Poetry: Young Lady Going to Dakar | clivejames.com
[Invisible line of text as temporary way to expand content column justified text width to hit margins on most viewports, simply for improved display stability in the interval between column creation and loading]

Young Lady Going to Dakar

Another annual boat trip from Le Havre
To Bordeaux, but this time different. When Lautrec
Beheld the girl from Cabin 54
On deck reading, he decided to stay on
Until Lisbon at least. Painting had raised
The Paris cabarets, dance-halls and brothels
To angelic levels, but this unclouded creature
Started where all that finished. How not dream –
As she in her deckchair read and he nearby
Sketched for La Passagère du cinquante-quatre:
Promenade en yacht – that she would see his tears
And ask him to come with her to Dakar,
There to return his looks with the same favour,
Even for his legs? (Said Goebbels of his actress:
“She makes me forget my foot.”) The painter's friend
Maurice Gilbert howled down the mad idea
Of Africa.
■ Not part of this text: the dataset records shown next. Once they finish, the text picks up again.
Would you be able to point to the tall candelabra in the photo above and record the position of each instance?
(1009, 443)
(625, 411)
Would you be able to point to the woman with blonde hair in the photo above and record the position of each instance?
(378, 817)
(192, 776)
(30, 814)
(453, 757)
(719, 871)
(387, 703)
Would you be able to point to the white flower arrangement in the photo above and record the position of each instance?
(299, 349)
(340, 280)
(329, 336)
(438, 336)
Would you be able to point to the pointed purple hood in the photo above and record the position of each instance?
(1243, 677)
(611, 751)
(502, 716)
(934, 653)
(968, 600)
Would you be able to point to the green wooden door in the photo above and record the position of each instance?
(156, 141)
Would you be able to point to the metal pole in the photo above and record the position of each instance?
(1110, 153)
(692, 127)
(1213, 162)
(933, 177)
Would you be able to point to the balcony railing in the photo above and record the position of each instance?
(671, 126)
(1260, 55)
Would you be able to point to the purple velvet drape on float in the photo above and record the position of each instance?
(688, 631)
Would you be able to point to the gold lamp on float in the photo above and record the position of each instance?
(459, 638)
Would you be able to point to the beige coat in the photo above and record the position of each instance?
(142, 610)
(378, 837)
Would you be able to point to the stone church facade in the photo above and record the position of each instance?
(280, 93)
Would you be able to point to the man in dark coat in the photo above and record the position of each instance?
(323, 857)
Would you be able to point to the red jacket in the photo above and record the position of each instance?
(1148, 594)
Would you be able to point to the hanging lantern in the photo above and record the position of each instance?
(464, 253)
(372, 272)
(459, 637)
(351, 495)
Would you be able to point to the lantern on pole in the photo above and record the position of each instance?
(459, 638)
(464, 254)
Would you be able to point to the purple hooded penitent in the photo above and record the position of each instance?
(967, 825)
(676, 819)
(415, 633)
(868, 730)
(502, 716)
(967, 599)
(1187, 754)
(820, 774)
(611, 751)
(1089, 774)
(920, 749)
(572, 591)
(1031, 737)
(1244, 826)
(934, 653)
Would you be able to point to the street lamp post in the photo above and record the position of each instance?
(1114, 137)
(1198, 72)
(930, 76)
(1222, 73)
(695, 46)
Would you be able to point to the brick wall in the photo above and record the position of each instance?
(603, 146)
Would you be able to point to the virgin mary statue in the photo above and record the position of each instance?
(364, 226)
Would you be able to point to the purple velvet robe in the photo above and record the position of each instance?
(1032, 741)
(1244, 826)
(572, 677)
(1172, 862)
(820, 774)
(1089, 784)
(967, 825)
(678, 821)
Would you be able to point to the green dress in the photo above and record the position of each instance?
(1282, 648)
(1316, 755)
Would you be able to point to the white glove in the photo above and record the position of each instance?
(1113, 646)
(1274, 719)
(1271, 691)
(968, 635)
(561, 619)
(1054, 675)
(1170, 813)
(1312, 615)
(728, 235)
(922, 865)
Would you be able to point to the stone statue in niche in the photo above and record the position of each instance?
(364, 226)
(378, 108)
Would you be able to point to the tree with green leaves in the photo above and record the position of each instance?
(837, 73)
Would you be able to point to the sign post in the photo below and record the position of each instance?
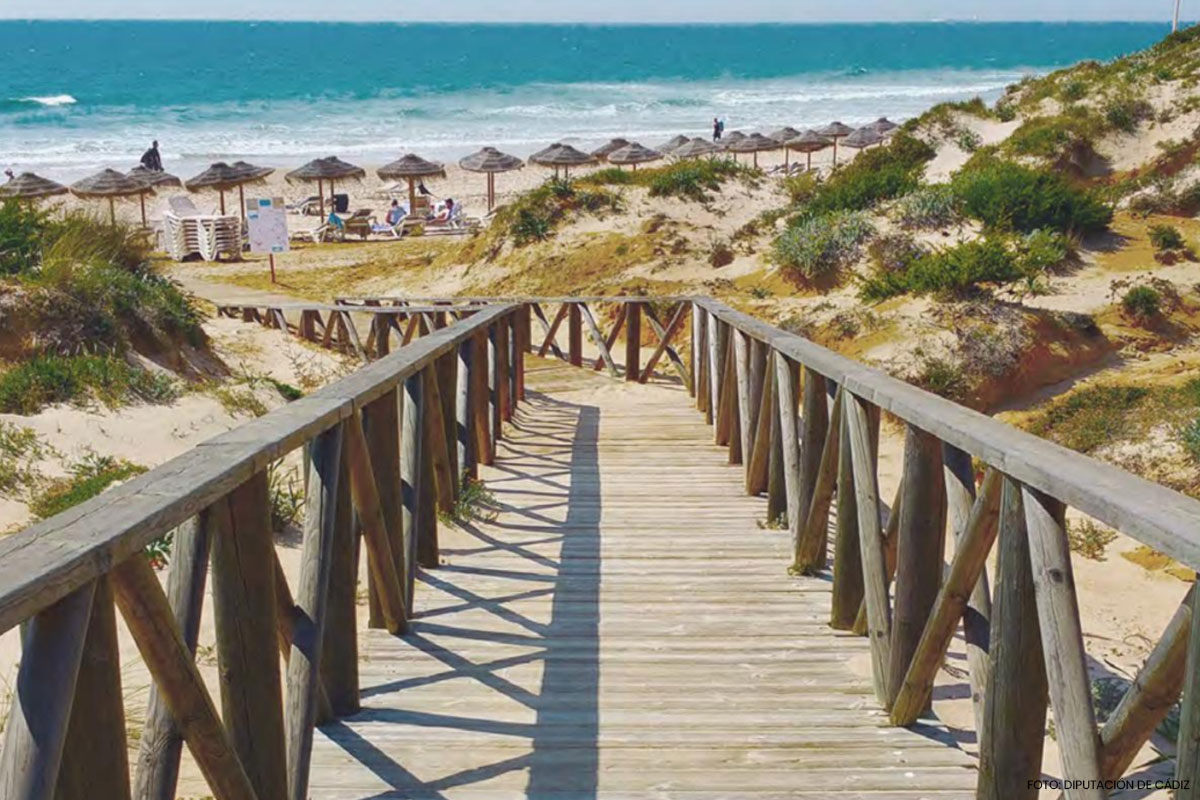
(268, 223)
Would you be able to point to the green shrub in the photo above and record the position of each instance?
(1165, 238)
(46, 379)
(815, 247)
(928, 208)
(1143, 304)
(1002, 194)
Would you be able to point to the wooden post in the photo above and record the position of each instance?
(157, 770)
(244, 606)
(921, 542)
(847, 561)
(36, 729)
(1015, 705)
(381, 426)
(95, 761)
(1062, 643)
(574, 335)
(960, 495)
(970, 558)
(149, 618)
(633, 341)
(304, 665)
(1187, 767)
(814, 428)
(870, 545)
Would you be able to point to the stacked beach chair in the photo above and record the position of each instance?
(190, 233)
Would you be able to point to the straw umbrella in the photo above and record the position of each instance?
(331, 169)
(863, 138)
(411, 167)
(109, 184)
(634, 154)
(808, 143)
(669, 148)
(154, 178)
(491, 161)
(29, 186)
(223, 178)
(695, 148)
(562, 155)
(755, 143)
(835, 131)
(605, 150)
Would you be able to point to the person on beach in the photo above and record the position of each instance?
(151, 160)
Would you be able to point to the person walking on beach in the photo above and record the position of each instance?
(150, 158)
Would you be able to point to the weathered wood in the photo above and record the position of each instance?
(431, 432)
(1187, 764)
(340, 642)
(312, 594)
(157, 763)
(150, 620)
(1150, 698)
(816, 527)
(867, 492)
(244, 607)
(814, 429)
(574, 335)
(742, 378)
(970, 559)
(921, 542)
(1062, 643)
(1015, 705)
(40, 711)
(95, 761)
(375, 527)
(633, 341)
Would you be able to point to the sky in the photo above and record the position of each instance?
(607, 11)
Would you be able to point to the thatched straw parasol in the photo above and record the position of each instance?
(669, 148)
(491, 161)
(155, 178)
(808, 143)
(863, 138)
(109, 184)
(223, 178)
(331, 169)
(695, 148)
(411, 167)
(29, 186)
(612, 145)
(634, 154)
(562, 155)
(755, 143)
(835, 131)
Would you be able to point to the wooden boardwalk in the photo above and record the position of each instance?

They got off at Lisbon
And returned to Bordeaux overland by way
Of Madrid and Toledo, where, for the first time,
He saw El Greco. Dry-eyed, he took on
More strength, as if more strength were what he needed,
And not what he would instantly have traded
For just one glance from her untouched by pity:
Not even playful. Casual would have done.
The naked flame behind that cabin door!
Perish the thought. Paint her and finish her,
Drowned like the Holy Name in molten gold.